Options before the IAF:

Fighter aircrafts: Single engine vs twin engine:

Which is better - Single engine fighters or twin engine ones? Well, there is no clear answer to it as it depends on the requirements of intended use of the aircraft and to some extent the level of available technology. Single engine fighters cost less and require less maintenance. On the other hand, a twin-engine aircraft has a greater operational ceiling, high-altitude kinematic performance and can carry higher payload. A single-engine aircraft's primary advantage is being relatively light-weight and often less-draggy airframe. While twin-engine aircraft gets the advantage of a lot more thrust, that is usually always to compensate the additional weight of the airframe/payload due to mission requirements.

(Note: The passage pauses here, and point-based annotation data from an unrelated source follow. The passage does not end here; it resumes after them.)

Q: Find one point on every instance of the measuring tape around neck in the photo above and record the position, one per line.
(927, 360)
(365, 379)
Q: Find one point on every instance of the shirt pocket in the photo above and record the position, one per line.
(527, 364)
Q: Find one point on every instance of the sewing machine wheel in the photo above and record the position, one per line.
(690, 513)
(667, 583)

Choices that IAF may consider:

It was thought that India's requirement for single engine fighters could be met with LCA Tejas. But due multiple problems encountered during Tejas's develpment and HAL's failure to meet the delivery deadlines has forced IAF to look at other foreign aircrafts.

Sometime back, reports had emerged that the Indian Air Force (IAF) was showing interest in Lockheed Martin's F-35 Lightning II fighter jet. The Lockheed Martin F-35 Lightning II is a family of single-seat, single-engine, all-weather stealth multirole fighters. The fifth-generation combat aircraft is designed to perform a ground attack and air superiority missions. But on March 1, 2018, Air Chief Marshal BS Dhanoa rubbished the reports and said that no such "request been made to the Americans." The other good single engine fighters that India can consider are F-16, Mirage, Gripen, other SAABs, MiG-27, Su-7 through 17.

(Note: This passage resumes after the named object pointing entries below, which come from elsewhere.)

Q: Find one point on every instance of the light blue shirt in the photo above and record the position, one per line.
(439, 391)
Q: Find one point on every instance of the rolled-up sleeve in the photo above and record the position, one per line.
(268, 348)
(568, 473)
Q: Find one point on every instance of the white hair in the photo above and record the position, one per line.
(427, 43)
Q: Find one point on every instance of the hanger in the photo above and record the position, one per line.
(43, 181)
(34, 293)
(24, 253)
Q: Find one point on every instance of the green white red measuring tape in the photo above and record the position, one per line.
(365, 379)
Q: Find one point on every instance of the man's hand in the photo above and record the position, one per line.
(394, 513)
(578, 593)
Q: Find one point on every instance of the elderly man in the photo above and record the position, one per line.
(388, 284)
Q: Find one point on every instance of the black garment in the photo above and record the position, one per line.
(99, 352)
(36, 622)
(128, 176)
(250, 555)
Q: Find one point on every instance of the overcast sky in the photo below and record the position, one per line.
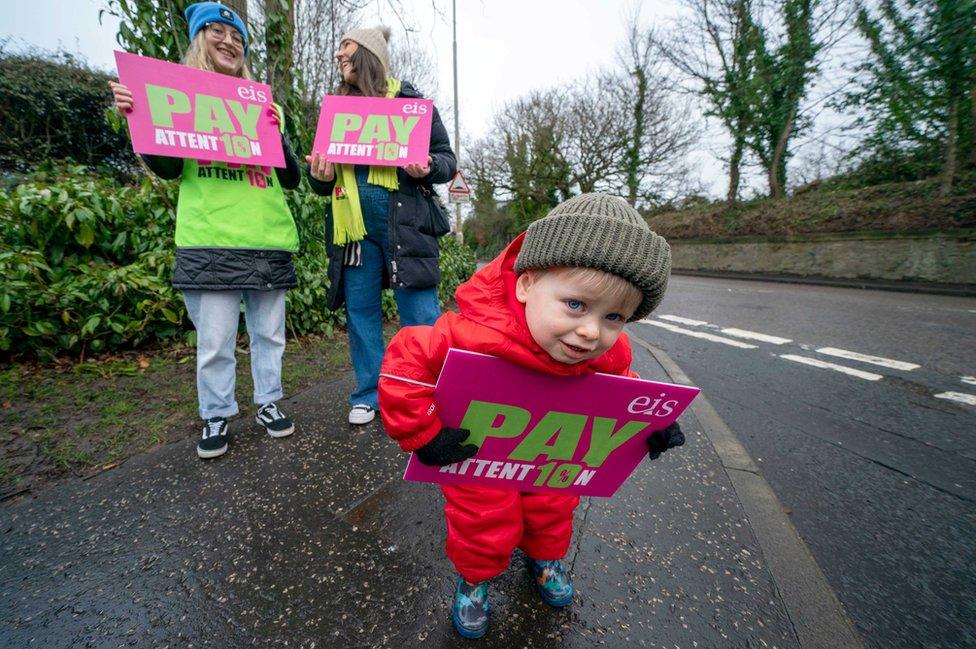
(506, 48)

[Is J-20 fighter really better than US' F-35? At least Chinese media claims so]

Airbus' Eurofighter Typhoon is considered more advanced than Dassault's Rafale. Although both were finalists in the IAF's stillborn 2007 Medium Multi-Role Combat Aircraft (MMRCA) contest, and are Generation 4.5, the two companies announced in April that they plan to cooperate on developing Europe's Future Air Combat System.

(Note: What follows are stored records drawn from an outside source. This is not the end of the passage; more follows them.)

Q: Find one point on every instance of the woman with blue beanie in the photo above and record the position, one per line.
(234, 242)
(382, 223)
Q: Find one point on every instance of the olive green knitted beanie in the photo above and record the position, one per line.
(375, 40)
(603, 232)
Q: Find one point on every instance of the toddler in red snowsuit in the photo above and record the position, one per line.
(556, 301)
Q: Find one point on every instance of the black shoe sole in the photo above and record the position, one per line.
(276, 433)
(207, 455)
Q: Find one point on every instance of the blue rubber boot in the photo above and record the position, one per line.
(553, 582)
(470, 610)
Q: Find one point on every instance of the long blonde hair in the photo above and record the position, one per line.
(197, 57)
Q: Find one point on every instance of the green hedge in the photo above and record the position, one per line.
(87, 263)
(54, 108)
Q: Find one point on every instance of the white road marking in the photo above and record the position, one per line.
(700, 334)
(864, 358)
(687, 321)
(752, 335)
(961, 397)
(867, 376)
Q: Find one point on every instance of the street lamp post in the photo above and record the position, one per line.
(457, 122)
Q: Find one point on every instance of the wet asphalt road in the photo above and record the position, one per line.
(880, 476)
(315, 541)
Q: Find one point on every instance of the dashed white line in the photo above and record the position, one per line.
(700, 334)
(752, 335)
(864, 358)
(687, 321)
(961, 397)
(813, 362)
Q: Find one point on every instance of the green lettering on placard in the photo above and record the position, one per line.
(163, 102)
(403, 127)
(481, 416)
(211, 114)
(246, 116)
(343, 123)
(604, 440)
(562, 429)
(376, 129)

Defence Ministry has made it clear that two separate "Make in India" programmes will be considered - the first for a single-engine type and the second for a twin-engine type. It has been speculated that the F-16 and Gripen will be in competition for the former category, while the F/A-18 and the Rafale will compete in the latter category. Lockheed Martin is excited about the prospect of making F-16 fighter aircraft in India and making India a global manufacturing and supply base for the aircraft. There is legitimate concern that the choice of a new single-engine fighter type could jeopardize India's own Tejas project. This should not be an issue since the single-engine type being sought is to replace the MiG-23-MF/-BN and MiG-27ML aircraft in service, while the Tejas has been earmarked to replace the MiG-21.